Another museum option, also within walking distance of the Alfond Inn, is the Albin Polasek Museum & Sculpture Gardens, dedicated to the legacy of Czech-American sculptor Albin Polasek; it’s home to both a permanent collection and rotating visiting exhibitions.
A few blocks north, just across the train tracks, is the Hannibal Square area, where you’ll find more shops and restaurants, including the internationally renowned Rifle Paper Co., where owner and creative director Anna Bond sells her whimsical floral stationery and accessories out of a charming brick storefront (they’re also available online at riflepaperco.com). Stock up on stationery, then head to dinner and drinks at The Ravenous Pig, a modern gastropub known for its house-made charcuterie and creative craft cocktails.
Other must-dos: the one-of-a-kind Winter Park Scenic Boat Tour, during which visitors can pile into 18-passenger pontoon boats and take a historic tour of the Winter Park Chain of Lakes; a visit to the lakefront Kraft Azalea Gardens, where you can chill out with a book and a blanket and ogle the beautiful homes that flank the park; and, if you’re there on a Saturday, the bustling Winter Park Farmer’s Market, which is packed with local vendors. And don’t miss the opportunity for a (free!) round of golf at the eight-hole Winter Park Golf Course, or the chance to walk around Rollins College, which in addition to its beautiful Spanish architecture and lakefront location is home to several galleries and a historic chapel.

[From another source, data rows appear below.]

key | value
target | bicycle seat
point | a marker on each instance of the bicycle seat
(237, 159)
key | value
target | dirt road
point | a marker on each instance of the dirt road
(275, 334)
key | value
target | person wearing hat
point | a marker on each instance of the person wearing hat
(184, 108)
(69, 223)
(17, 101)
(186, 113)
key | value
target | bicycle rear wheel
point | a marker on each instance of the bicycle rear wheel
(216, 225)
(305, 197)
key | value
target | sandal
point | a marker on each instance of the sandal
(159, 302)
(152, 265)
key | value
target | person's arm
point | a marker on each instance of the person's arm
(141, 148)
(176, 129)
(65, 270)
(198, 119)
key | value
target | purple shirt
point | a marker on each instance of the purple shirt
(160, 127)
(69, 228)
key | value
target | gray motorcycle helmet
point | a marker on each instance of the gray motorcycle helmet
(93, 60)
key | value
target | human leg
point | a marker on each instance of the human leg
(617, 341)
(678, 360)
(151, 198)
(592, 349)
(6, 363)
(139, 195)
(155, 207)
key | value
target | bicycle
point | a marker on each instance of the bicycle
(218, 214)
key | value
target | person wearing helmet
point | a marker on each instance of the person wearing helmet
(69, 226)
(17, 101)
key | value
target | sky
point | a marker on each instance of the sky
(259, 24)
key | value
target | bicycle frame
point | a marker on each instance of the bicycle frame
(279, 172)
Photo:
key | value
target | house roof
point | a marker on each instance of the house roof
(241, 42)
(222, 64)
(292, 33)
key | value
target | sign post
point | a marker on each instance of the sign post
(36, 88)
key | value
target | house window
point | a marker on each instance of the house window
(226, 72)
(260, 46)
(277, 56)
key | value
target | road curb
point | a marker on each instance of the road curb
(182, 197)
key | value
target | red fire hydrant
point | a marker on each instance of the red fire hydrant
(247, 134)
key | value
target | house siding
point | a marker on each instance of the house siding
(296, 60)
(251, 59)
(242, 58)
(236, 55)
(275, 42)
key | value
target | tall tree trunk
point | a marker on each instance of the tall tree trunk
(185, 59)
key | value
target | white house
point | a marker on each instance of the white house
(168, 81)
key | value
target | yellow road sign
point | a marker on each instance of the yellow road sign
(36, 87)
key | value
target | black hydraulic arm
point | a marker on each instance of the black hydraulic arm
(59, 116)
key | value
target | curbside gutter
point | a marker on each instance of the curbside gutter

From Morse Museum director Dr. Larry Ruggiero
“Winter Park is a pleasant, picturesque town. The people here want to keep it looking good, and it’s relatively quiet. But at the same time, it’s in a fair-sized metro area with national and international links, like the airport, colleges and attractions.”
“My wife and I enjoy Park Avenue. We love Miller’s Hardware.”
“There’s always something interesting going on at Rollins College—lectures, the Bach choir, etc.”
“Neither the City of Winter Park nor the Morse Museum do a tremendous amount of marketing, so Winter Park is a hidden jewel. For example, Hamish Bowles from Vogue happened to stop in Winter Park and wrote about it and the museum in the magazine. He loved it. That’s the kind of experience we want people to have.”
“Don’t miss the Laurelton Hall experience at the Morse Museum, which really enhances the collection, or The Domes of Yosemite by Albert Bierstadt, which is currently on loan from the St. Johnsbury Athenaeum in Vermont.”